Build the custom model via the Ollama CLI:
ollama create llama3-8k -f ./Modelfile
You can now call llama3-8k from your Python application, and it will inherently support the 8192-token context without requiring the options dictionary in the API request.
Deep Dive: How the Context Extension Works
When you increase num_ctx, you are directly modifying the memory allocation strategy of the underlying inference engine (usually llama.cpp under the hood of Ollama).
Large Language Models utilize a KV cache to store the attention representations of previously processed tokens. This prevents the model from having to recompute attention scores for the entire sequence every time it generates a new token. The size of this KV cache scales linearly with the sequence length.
By changing the default 2048 to 8192, Ollama pre-calculates the required VRAM for the expanded KV cache and reserves it on your GPU. If the requested context size requires more VRAM than your GPU has available, Ollama will automatically offload layers to your system's CPU RAM.
Common Pitfalls and Edge Cases
VRAM Exhaustion and Degradation of TPS
Increasing the context window is not a free operation. If your GPU has 8GB of VRAM and you set num_ctx to 32768 (32k tokens), the KV cache will likely exceed your physical VRAM. Ollama will gracefully fall back to system RAM, but your Tokens Per Second (TPS) generation speed will plummet due to the PCIe bottleneck. Calculate your memory budget carefully based on your hardware.

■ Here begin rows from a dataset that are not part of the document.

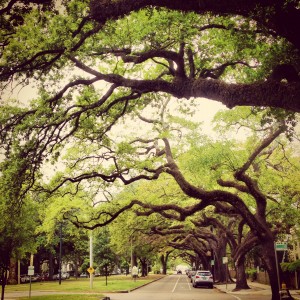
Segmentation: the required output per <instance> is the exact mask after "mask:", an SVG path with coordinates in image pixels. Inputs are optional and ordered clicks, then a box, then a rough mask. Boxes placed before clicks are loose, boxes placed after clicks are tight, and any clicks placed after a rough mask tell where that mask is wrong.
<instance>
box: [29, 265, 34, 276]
mask: <svg viewBox="0 0 300 300" xmlns="http://www.w3.org/2000/svg"><path fill="white" fill-rule="evenodd" d="M32 275H34V266H29V267H28V276H32Z"/></svg>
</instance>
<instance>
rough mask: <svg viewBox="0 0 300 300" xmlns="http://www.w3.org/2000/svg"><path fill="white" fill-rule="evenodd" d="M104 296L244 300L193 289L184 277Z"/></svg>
mask: <svg viewBox="0 0 300 300" xmlns="http://www.w3.org/2000/svg"><path fill="white" fill-rule="evenodd" d="M106 296H108V297H110V299H111V300H182V299H189V300H201V299H202V300H203V299H205V300H216V299H218V300H234V299H246V298H238V297H236V296H234V295H231V294H226V293H222V292H220V291H218V290H217V289H209V288H193V287H192V285H191V283H190V281H189V280H188V277H187V276H186V275H170V276H167V277H165V278H163V279H160V280H158V281H156V282H153V283H151V284H148V285H146V286H144V287H142V288H139V289H137V290H135V291H132V292H130V293H118V294H107V295H106ZM247 299H249V298H247ZM253 299H254V298H253ZM257 299H259V298H257ZM266 299H267V298H266Z"/></svg>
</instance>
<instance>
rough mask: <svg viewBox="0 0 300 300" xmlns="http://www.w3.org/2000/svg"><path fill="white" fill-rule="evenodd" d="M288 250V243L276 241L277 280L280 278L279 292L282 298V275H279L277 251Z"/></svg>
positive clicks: (275, 256)
mask: <svg viewBox="0 0 300 300" xmlns="http://www.w3.org/2000/svg"><path fill="white" fill-rule="evenodd" d="M286 250H287V243H278V242H277V243H274V252H275V261H276V272H277V280H278V292H279V297H280V299H281V294H280V291H281V287H280V276H279V266H278V258H277V251H286Z"/></svg>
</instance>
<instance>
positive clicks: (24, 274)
mask: <svg viewBox="0 0 300 300" xmlns="http://www.w3.org/2000/svg"><path fill="white" fill-rule="evenodd" d="M29 281H30V279H29V276H28V275H26V274H24V275H21V276H20V282H21V283H27V282H29Z"/></svg>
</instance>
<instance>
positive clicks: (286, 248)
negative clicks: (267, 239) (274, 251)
mask: <svg viewBox="0 0 300 300" xmlns="http://www.w3.org/2000/svg"><path fill="white" fill-rule="evenodd" d="M275 249H276V251H286V250H287V243H276V244H275Z"/></svg>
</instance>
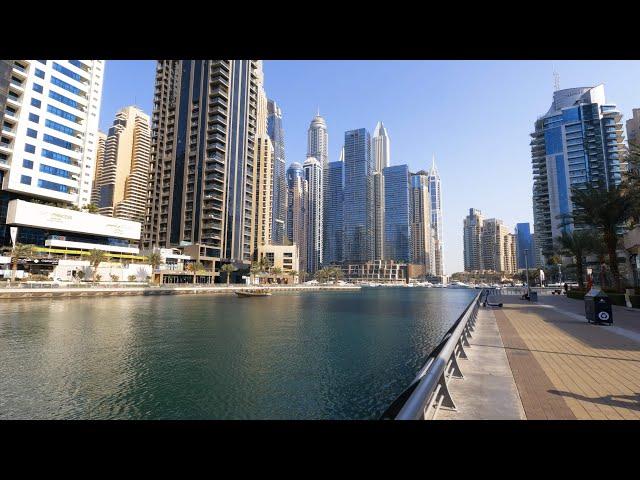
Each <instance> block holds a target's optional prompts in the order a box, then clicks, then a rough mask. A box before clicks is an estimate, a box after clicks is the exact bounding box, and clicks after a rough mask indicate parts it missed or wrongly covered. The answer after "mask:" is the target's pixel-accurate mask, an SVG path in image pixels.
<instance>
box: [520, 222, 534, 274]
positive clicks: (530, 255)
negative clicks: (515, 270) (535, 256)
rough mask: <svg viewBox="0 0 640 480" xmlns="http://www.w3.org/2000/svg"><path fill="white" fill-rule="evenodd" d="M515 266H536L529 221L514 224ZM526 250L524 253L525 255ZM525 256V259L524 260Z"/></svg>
mask: <svg viewBox="0 0 640 480" xmlns="http://www.w3.org/2000/svg"><path fill="white" fill-rule="evenodd" d="M515 234H516V255H517V268H526V265H528V266H529V268H534V267H535V266H536V261H535V252H534V245H533V235H532V234H531V226H530V225H529V223H518V224H516V233H515ZM525 250H526V255H525ZM525 256H526V261H525Z"/></svg>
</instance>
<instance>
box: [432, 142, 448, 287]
mask: <svg viewBox="0 0 640 480" xmlns="http://www.w3.org/2000/svg"><path fill="white" fill-rule="evenodd" d="M429 192H430V193H431V228H432V229H433V242H434V245H433V255H434V257H433V266H432V271H433V273H434V274H435V275H437V276H442V275H445V269H444V255H443V249H444V245H443V236H442V192H441V191H440V174H439V173H438V170H437V169H436V156H435V155H434V156H433V162H432V165H431V170H430V171H429Z"/></svg>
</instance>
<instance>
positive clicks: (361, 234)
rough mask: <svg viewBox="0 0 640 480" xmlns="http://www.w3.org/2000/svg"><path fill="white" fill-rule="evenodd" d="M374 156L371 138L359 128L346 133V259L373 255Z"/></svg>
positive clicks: (368, 135)
mask: <svg viewBox="0 0 640 480" xmlns="http://www.w3.org/2000/svg"><path fill="white" fill-rule="evenodd" d="M372 173H373V159H372V157H371V137H370V135H369V132H368V131H367V130H366V129H364V128H360V129H358V130H350V131H347V132H345V134H344V209H343V215H342V221H343V247H342V255H343V260H344V261H347V262H352V263H360V262H367V261H369V260H371V259H372V257H373V241H372V236H373V235H372V234H373V181H372V180H373V175H372Z"/></svg>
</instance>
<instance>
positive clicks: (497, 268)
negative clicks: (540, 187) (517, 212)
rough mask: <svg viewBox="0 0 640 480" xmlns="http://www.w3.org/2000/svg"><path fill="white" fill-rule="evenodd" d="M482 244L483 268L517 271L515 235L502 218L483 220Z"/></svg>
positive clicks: (488, 268) (481, 243)
mask: <svg viewBox="0 0 640 480" xmlns="http://www.w3.org/2000/svg"><path fill="white" fill-rule="evenodd" d="M470 213H471V212H470ZM480 244H481V246H480V251H481V252H482V269H483V270H494V271H496V272H505V273H515V272H516V258H515V254H516V251H515V240H514V235H513V234H512V233H510V232H509V228H508V227H507V226H506V225H504V224H503V223H502V220H498V219H496V218H488V219H486V220H484V221H483V222H482V234H481V237H480Z"/></svg>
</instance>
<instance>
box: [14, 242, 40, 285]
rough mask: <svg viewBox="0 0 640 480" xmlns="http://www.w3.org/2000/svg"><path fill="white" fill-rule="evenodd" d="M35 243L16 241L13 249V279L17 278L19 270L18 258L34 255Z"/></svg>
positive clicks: (34, 252) (29, 256)
mask: <svg viewBox="0 0 640 480" xmlns="http://www.w3.org/2000/svg"><path fill="white" fill-rule="evenodd" d="M35 248H36V247H35V245H30V244H23V243H16V244H15V246H14V247H13V249H12V250H11V280H15V279H16V273H17V271H18V260H19V259H21V258H26V257H32V256H33V255H34V254H35Z"/></svg>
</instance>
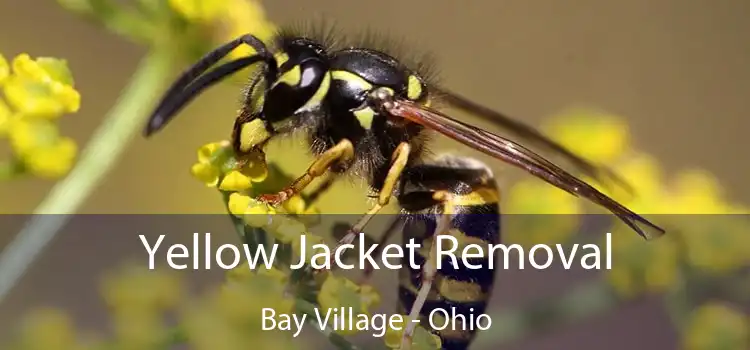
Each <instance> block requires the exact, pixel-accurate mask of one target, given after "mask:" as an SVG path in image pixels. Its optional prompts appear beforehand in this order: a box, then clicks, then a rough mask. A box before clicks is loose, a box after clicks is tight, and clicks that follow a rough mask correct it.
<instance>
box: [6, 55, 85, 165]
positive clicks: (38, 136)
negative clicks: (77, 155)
mask: <svg viewBox="0 0 750 350" xmlns="http://www.w3.org/2000/svg"><path fill="white" fill-rule="evenodd" d="M0 88H2V92H3V96H4V99H2V98H0V137H2V138H6V139H7V140H8V142H9V143H10V146H11V149H12V150H13V157H14V158H13V159H11V160H5V162H6V163H7V165H6V166H5V169H4V171H3V172H4V174H2V175H1V176H2V177H12V176H16V175H20V174H23V173H29V174H32V175H35V176H39V177H42V178H58V177H60V176H63V175H65V174H66V173H67V172H68V171H69V170H70V168H71V167H72V165H73V163H74V161H75V157H76V153H77V151H78V150H77V146H76V143H75V142H74V141H73V139H71V138H69V137H65V136H62V135H60V132H59V129H58V125H57V123H56V122H57V120H58V119H59V117H60V116H62V115H64V114H68V113H75V112H77V111H78V109H79V108H80V103H81V96H80V94H79V93H78V91H76V90H75V88H74V87H73V78H72V76H71V73H70V71H69V70H68V67H67V63H66V61H64V60H60V59H56V58H49V57H39V58H37V59H32V58H31V57H30V56H29V55H28V54H20V55H18V56H16V57H15V58H14V59H13V61H12V62H11V63H8V61H7V60H6V59H5V57H3V56H2V55H0Z"/></svg>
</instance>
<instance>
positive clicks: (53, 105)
mask: <svg viewBox="0 0 750 350" xmlns="http://www.w3.org/2000/svg"><path fill="white" fill-rule="evenodd" d="M4 92H5V97H6V98H7V99H8V103H9V104H11V105H12V106H13V107H14V108H15V109H16V110H17V111H18V112H19V113H22V114H24V115H29V116H35V117H43V118H48V119H55V118H57V117H59V116H60V115H62V114H64V113H72V112H75V111H77V110H78V108H79V106H80V99H81V98H80V95H79V94H78V92H76V91H75V90H72V88H66V87H64V86H61V85H59V83H54V82H42V81H37V80H32V79H30V78H28V77H23V76H16V75H13V76H11V77H10V78H8V79H7V80H6V82H5V84H4Z"/></svg>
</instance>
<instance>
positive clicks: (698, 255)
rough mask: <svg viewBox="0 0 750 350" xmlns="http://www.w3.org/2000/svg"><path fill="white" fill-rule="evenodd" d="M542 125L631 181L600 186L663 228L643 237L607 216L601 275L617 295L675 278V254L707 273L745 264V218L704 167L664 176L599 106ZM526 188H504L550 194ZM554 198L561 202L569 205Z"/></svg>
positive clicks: (743, 210)
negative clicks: (625, 186) (607, 222)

Exceeding the Base Model's Training Limit
Setting num_ctx to 128,000 will not work if the base model was only trained on a maximum of 8,192 tokens (e.g., standard Llama 3 8B). The model utilizes Rotary Position Embedding (RoPE) to understand the sequence of tokens. If you push the context beyond the RoPE scaling limits defined during the model's training phase, the model will output gibberish. Always verify the maximum context length of the specific model weights you are pulling.
The "Lost in the Middle" Phenomenon
Even with a successfully expanded context window, LLMs suffer from a documented degradation in recall accuracy for information placed in the middle of a large prompt. If you are passing 16,000 tokens of RAG context, ensure your retrieval system ranks the most critical documents at the very beginning or the very end of the injected context string.
Conclusion
The silent truncation caused by the default Ollama context window limit is a frequent source of debugging frustration. By explicitly defining the num_ctx parameter—either dynamically via the Python API options or persistently through a custom Modelfile—you ensure your models process the entirety of your retrieval data. Balancing this parameter against your hardware's VRAM capacity and the base model's trained limits is essential for building performant, reliable AI applications.